This study was conducted to investigate petal pigmentation and the expression patterns of anthocyanin-related genes in bicolored roses 'Pinky Girl' treated with temporal heat stress (THS). Cyanin accumulation in petals was correlated with floral bud development and started rapidly as floral buds began to open, defined as the $4^{th}$ stage of floral bud development ($S_4$). This stage seems to be most susceptible to petal pigmentation. The total of cyanin pigmentation at blooming was significantly decreased (by 45.5%) with exposure to THS ($39/18^{\circ}C$ for three days at $S_4$) in comparison with control.

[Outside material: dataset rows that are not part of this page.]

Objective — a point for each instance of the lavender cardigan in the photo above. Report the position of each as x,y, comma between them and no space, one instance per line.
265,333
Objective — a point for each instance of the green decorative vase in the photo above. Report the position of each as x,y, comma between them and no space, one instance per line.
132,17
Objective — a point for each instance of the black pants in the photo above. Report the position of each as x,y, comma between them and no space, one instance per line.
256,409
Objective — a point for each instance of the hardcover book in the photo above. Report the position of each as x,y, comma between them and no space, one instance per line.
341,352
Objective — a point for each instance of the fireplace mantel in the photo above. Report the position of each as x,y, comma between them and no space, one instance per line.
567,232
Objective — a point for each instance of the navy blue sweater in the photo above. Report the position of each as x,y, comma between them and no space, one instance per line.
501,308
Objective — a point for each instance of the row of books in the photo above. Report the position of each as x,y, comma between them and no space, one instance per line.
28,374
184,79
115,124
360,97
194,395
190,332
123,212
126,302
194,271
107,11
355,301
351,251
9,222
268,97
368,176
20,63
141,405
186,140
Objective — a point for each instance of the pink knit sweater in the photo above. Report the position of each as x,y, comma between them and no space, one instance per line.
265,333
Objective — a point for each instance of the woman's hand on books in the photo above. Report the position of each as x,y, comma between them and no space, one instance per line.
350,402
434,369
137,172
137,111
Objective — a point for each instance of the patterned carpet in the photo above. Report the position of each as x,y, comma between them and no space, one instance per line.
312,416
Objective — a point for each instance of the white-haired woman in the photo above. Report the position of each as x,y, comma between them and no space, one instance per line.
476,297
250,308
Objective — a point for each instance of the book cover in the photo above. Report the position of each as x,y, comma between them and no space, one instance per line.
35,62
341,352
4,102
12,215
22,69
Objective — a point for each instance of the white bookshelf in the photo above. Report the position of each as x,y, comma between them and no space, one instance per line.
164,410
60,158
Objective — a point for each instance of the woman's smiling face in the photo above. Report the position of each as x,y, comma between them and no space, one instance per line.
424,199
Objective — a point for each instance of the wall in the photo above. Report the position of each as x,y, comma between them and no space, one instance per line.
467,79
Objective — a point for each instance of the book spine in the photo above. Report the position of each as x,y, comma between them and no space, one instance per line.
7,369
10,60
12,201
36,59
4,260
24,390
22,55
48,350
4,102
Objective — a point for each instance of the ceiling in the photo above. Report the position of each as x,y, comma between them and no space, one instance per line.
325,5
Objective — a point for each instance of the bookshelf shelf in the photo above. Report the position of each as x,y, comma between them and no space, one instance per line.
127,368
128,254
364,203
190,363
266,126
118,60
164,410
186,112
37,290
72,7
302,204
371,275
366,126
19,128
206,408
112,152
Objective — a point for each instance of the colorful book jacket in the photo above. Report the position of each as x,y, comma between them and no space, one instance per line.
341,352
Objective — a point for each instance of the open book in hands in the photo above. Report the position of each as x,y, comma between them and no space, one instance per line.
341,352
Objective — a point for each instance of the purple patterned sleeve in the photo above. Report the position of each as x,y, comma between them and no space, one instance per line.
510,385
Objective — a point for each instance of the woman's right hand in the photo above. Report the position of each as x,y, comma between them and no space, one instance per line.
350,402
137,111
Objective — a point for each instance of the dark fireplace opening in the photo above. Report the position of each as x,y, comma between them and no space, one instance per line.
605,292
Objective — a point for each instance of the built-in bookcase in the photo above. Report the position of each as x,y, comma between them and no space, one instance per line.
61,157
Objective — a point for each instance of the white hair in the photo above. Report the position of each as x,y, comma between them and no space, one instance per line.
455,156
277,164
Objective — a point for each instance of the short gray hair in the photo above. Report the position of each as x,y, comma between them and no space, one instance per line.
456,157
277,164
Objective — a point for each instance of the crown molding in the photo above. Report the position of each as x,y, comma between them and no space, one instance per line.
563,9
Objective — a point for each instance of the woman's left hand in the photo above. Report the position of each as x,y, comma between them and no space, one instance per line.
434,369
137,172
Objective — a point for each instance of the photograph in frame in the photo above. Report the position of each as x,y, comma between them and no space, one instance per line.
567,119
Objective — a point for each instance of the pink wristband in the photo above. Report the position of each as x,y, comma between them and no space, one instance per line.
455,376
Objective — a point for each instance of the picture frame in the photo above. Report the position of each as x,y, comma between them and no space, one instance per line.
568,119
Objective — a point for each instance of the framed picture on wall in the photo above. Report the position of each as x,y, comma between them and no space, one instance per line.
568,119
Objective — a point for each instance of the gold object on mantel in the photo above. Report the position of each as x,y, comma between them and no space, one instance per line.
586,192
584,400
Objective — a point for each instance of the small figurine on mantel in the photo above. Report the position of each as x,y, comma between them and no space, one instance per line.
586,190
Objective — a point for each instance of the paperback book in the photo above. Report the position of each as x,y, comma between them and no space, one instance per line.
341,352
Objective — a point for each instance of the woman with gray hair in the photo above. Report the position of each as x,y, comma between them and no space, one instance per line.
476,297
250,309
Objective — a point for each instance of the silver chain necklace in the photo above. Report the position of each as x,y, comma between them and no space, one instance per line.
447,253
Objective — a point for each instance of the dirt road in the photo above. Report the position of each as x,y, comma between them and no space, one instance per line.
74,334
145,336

Meanwhile, the expression of anthocyanin-related genes such as CHS, CHI, F3'H, DFR, ANS, 3GT, and 5GT was relatively promoted by THS. Only F3H was less expressed (by 26.7%) with THS treatment; thus, F3H could be a key gene for bicolor promotion in 'Pinky Girl' among anthocyanin-related genes. Overall, the expression pattern of the most anthocyanin-related genes did not match the trends of cyanin pigmentation in petals. These results suggest that floral pigmentation could be associated with other mechanisms related to anthocyanin biosynthesis such as post-translational effects and regulatory genes.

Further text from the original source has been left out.